It is not quite like the chicken-and-egg story. The puzzle, in this case, has been resolved — the reel can inform the real. Take, for instance, the idea of reincarnation, an underlying theme in puranic tales as well as popular cinema. It is entirely plausible that Don Quixote, Cervantes’s ingenious nobleman from La Mancha, has been reborn as Narendra Modi. Of course, the Indian prime minister does not share all the spots of Cervantes’s creation. Don Quixote was a nobleman; the prime minister seldom tires of reminding those who still care to listen to him that he hails from humbler roots. The man from La Mancha was kind enough to accommodate a sidekick. Mr Modi abhors company: how else can he stride upon the stage, colossus-like, all by himself? But the two men — one real, the other imagined by Cervantes — may have bonded well in an alternative universe. Don Quixote charged at windmills, imagining these harmless contraptions to be ‘enemies’. Mr Modi conjures up admirers. He had allegedly been looking at mountains, not civilians, during a boat ride in troubled Kashmir — yet, he could not help waving at them. Perhaps the man did, for a moment, believe that the mountains, unlike a disenchanted people, would wave back at him.

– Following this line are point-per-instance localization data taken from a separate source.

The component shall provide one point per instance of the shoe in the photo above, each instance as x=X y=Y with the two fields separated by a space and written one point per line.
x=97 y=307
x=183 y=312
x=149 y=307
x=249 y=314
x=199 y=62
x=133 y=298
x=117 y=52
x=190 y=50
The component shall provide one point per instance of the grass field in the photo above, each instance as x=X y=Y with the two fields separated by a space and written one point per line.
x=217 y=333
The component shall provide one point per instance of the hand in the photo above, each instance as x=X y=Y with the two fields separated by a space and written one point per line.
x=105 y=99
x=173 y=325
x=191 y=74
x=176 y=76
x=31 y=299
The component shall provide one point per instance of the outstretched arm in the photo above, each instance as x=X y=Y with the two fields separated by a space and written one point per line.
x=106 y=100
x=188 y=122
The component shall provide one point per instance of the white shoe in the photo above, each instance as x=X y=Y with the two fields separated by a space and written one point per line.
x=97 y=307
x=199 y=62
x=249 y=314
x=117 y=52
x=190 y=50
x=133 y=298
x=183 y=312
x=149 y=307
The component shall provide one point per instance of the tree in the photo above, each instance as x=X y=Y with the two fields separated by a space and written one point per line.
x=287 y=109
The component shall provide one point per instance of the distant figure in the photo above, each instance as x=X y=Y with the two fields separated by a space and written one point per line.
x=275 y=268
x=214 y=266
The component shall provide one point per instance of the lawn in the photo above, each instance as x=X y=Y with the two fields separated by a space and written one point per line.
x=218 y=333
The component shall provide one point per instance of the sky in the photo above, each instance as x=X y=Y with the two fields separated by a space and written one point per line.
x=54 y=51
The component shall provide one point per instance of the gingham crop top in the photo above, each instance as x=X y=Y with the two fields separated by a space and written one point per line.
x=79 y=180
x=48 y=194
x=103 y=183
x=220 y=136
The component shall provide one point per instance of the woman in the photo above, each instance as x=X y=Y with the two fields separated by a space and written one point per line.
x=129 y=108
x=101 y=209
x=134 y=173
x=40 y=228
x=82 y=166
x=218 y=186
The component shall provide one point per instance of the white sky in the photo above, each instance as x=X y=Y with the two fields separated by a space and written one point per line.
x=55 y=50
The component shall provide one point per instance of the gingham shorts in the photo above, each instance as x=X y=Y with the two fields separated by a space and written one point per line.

Mr Modi’s critics, unfortunately, are far more modest in their appraisal of the prime minister. They allege that the nation’s watchman — much like the fictional Spaniard — is only good at building castles in the air. Is that the reason why New India, the cynics insist, resembles a mole hill rather than a mountain? Their cynicism cannot be dismissed easily, much to Mr Modi’s chagrin. In a combative speech in the Lok Sabha — is not the prime minister perpetually in election mode? — Mr Modi thundered about the progress that India has made under his watch. He claimed that there has been tremendous improvement in sanitation coverage, the provision of connections for cooking gas, even employment.
But then even a magician can suffer from telling Freudian slips. The prime minister let it slip in the course of his speech that a ‘mahamilavat (grand adulterated) coalition’ could succeed his government. Why? Is it because, as the Prime Minister’s Office tweeted later, committing a gaffe, Mr Modi has ended up destroying institutions? The prime minister’s opponents might want to add a few more things to Mr Modi’s Annihilation List: India’s inclusive social fabric, the economy, the agrarian sector, foreign policy, the environment. Little wonder then that Mr Modi is hard at work, building, not a temple as some of his radical admirers want but, airborne castles.
But the paths of Mr Modi and his previous avatar diverge from here on. Don Quixote is looked upon as a tragic figure in a post-chivalric world. Given his penchant for eroding constitutional ideals and institutions, Mr Modi is more likely to be remembered as the creator of a contemporary, Indian tragedy.